How do you use fresh fennel trimmings? Or do you?
I have a bagful of beautiful fresh fennel, just harvested by a relative on Sunday. Used some bulbs to make a gratin last night with celery, bechamel, and parm & breadcrumb topping. It was very good. Now, what should I do with the trimmings? Naturally, soup comes to mind but it has such unusual flavor that I'm not sure if that's a good idea. I've used fennel in salads before, but never cooked it so this was fun and the dish was really beautiful.
How do you use this part of the fennel, or do you just pitch it?
Thanks for your help!
I don't usually cook the fronds- I use them in salads to add extra flavor. Love the fronds with dried cranberries.
if you're talking about the stalks, drop them into the poaching liquid for fish. as far as soup goes, anise/licorice is a traditional flavor in bouillabaisse.
for the fronds, as cheesecake said, don't cook them. chop and sprinkle over salad, roasted root vegetables, mashed potatoes, or gratin.
Wow! goodhealthgourmet is on my very same wavelength...
There's a great symbiosis between salmon and the fennel stalks. I make stock including the chopped stalks in a regular mire poix; then poach fillets. I've never used the stalks in bouillabaisse, but the idea sounds absolutely wonderful for imparting a distinctive flavor without having to over-do the $$$$ saffron.
I steer clear of the fronds. I know they look just like dill and are tempting to use for color, but I find them bitter in an unpleasant sort of way. And I'm no opponent of "bitter," either.
Fennel's a great veggie that's only now being utilized widely (in restaurants) and it's about time.
Alright, thanks for the info. I have oranges and cabbage so maybe I'll use some fennel and make a salad tonight, sprinkling fronds over.
By the way, we ate up the rest of the fennel gratin last night and found that it tasted much stronger than the first night and had an unusual mouth feel. Not sure how to describe that, a little greasy and _____. Anyway, we learned we like it best first night so it's milder.
Thanks again, cheesecake and ghg!
I just made a fennel gratin as well, and I plan to use the stalks to make vegetable stock. I've never done that before but figure such a stock might work very well in a seafood risotto -- maybe with the fennel fronds as garnish. I'll use the rest of the fennel fronds to garnish things that are usually garnished with dill -- like potato pancakes.
I was considering an experimental mirepoix with fennel stalks in place of celery, too.
What was your fennel gratin recipe, by the way?
Incidentally, there's a very good recipe on Epicurious for a pureed spinach, fennel and leek soup. Perhaps you could use the stalks in it if you pull out the stringy veins first -- I didn't do so when I made it, though. Check out my comment there for a variation if you're interested.
always makes me crazy when someone on a cooking show tosses fennel tops. when i make chicken stock, i use a fennel bulb and the fronds, then add the sliced stalks along with carrots ans spinach to make chicken vegetable soup.

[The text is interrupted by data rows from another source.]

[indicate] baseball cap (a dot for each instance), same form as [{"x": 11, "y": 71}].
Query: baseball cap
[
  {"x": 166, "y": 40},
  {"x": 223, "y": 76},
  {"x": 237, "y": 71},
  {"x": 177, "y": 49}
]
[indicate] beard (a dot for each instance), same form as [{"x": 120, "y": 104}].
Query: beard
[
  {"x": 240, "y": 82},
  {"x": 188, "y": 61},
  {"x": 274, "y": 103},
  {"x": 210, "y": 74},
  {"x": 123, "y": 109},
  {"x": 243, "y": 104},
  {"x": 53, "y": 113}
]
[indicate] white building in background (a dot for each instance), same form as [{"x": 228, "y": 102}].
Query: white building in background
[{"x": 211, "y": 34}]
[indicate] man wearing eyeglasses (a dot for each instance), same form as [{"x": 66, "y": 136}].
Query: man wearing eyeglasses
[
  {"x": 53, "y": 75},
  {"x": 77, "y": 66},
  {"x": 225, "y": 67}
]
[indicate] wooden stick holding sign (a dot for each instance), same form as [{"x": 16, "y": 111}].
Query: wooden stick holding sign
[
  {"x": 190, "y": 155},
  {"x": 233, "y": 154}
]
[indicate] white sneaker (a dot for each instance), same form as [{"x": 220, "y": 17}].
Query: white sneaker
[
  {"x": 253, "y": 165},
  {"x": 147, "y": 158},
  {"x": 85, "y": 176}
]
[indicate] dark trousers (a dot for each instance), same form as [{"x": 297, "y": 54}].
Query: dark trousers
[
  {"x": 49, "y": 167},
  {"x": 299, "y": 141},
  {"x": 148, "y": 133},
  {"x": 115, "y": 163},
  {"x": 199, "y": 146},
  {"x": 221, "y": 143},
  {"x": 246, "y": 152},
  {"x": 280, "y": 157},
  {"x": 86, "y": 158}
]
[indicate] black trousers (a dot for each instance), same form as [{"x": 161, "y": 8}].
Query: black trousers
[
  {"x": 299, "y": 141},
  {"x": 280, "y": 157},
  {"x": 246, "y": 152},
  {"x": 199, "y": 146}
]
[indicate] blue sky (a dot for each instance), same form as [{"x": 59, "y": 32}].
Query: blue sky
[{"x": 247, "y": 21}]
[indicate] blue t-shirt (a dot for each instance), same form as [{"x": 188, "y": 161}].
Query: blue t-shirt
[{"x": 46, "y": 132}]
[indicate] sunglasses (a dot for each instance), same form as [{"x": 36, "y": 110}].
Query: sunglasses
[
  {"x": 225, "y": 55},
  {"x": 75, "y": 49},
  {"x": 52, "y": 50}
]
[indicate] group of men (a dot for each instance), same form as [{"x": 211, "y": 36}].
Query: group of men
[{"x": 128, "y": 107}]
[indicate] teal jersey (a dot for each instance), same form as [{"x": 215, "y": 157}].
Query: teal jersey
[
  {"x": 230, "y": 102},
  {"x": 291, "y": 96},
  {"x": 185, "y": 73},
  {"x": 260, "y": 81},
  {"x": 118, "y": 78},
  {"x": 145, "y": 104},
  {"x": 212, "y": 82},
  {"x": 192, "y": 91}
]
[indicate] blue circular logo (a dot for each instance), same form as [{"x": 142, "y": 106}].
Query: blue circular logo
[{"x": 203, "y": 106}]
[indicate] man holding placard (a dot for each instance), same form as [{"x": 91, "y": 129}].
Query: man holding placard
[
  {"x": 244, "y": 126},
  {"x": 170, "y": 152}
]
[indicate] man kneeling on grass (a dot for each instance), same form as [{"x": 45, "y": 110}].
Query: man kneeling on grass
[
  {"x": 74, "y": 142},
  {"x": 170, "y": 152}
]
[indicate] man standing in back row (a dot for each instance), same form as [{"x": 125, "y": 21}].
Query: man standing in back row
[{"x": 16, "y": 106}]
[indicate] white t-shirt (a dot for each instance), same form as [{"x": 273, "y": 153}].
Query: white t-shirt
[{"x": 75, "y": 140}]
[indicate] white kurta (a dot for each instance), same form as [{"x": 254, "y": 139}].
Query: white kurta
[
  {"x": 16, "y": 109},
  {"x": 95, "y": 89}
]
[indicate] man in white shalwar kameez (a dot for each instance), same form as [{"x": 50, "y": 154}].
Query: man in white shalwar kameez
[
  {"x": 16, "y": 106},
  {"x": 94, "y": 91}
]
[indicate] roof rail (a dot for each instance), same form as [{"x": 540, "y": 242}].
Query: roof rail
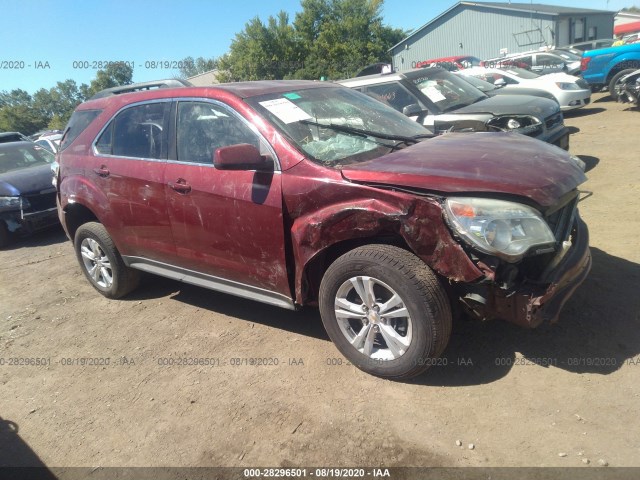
[{"x": 135, "y": 87}]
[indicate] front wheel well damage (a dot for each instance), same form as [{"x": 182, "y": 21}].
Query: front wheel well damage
[{"x": 318, "y": 265}]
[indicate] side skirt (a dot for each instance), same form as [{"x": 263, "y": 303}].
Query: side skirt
[{"x": 209, "y": 281}]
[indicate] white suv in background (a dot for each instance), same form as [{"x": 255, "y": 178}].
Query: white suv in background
[{"x": 570, "y": 92}]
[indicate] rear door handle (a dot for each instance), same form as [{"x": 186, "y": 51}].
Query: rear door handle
[
  {"x": 180, "y": 186},
  {"x": 103, "y": 171}
]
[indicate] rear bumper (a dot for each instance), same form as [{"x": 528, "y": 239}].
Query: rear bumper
[{"x": 529, "y": 305}]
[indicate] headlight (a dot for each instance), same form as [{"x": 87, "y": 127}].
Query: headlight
[
  {"x": 11, "y": 202},
  {"x": 567, "y": 86},
  {"x": 515, "y": 123},
  {"x": 505, "y": 229}
]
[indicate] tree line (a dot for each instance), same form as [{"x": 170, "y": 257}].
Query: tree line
[
  {"x": 51, "y": 108},
  {"x": 328, "y": 39}
]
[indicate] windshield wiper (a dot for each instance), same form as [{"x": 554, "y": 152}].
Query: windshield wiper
[{"x": 368, "y": 133}]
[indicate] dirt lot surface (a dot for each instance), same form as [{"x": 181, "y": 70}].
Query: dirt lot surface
[{"x": 555, "y": 396}]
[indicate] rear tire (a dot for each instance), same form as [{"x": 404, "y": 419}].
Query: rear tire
[
  {"x": 615, "y": 79},
  {"x": 386, "y": 311},
  {"x": 101, "y": 262}
]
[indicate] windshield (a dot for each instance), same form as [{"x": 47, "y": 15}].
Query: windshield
[
  {"x": 445, "y": 90},
  {"x": 521, "y": 73},
  {"x": 479, "y": 84},
  {"x": 19, "y": 157},
  {"x": 337, "y": 126}
]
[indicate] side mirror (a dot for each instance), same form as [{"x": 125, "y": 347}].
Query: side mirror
[
  {"x": 242, "y": 156},
  {"x": 413, "y": 110}
]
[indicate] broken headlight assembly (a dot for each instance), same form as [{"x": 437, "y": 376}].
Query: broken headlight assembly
[
  {"x": 505, "y": 229},
  {"x": 524, "y": 124}
]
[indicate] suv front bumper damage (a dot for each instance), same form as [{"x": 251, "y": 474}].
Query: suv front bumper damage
[{"x": 530, "y": 304}]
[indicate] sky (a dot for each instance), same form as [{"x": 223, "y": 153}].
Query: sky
[{"x": 43, "y": 41}]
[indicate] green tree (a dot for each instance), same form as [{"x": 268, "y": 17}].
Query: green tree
[
  {"x": 17, "y": 113},
  {"x": 115, "y": 75},
  {"x": 58, "y": 103},
  {"x": 191, "y": 68},
  {"x": 51, "y": 108},
  {"x": 262, "y": 51},
  {"x": 342, "y": 36},
  {"x": 328, "y": 38}
]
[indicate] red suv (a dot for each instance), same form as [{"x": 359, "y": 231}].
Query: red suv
[{"x": 296, "y": 192}]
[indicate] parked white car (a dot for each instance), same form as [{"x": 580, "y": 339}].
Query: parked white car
[{"x": 570, "y": 92}]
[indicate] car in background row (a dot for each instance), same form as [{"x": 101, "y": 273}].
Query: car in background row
[
  {"x": 571, "y": 92},
  {"x": 606, "y": 66},
  {"x": 542, "y": 63},
  {"x": 492, "y": 90},
  {"x": 628, "y": 88},
  {"x": 301, "y": 193},
  {"x": 592, "y": 44},
  {"x": 27, "y": 196},
  {"x": 456, "y": 62},
  {"x": 442, "y": 102},
  {"x": 6, "y": 137}
]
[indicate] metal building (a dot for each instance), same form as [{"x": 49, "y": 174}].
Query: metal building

i also like to use the stalks in place of celery for chicken salad. stored in a glass jar, they'll keep a long time in the fridge.
I like to saute thinly sliced fennel with olive oil (salt and pepper) until it's a little brown on the edges and then put it on pasta with some of the pasta water and snipped fennel fronds.
It's plain but satisfying and you can play around with it if you want to.
If I don't have an immediate use for fennel stalks, I'll freeze them to use for stock making later. They're good in chicken, seafood, or vegetable stock, particularly if you're making a soup with delicate flavors. I'm partial to potato leek soup or chicken pot pie made with fennel in the stock.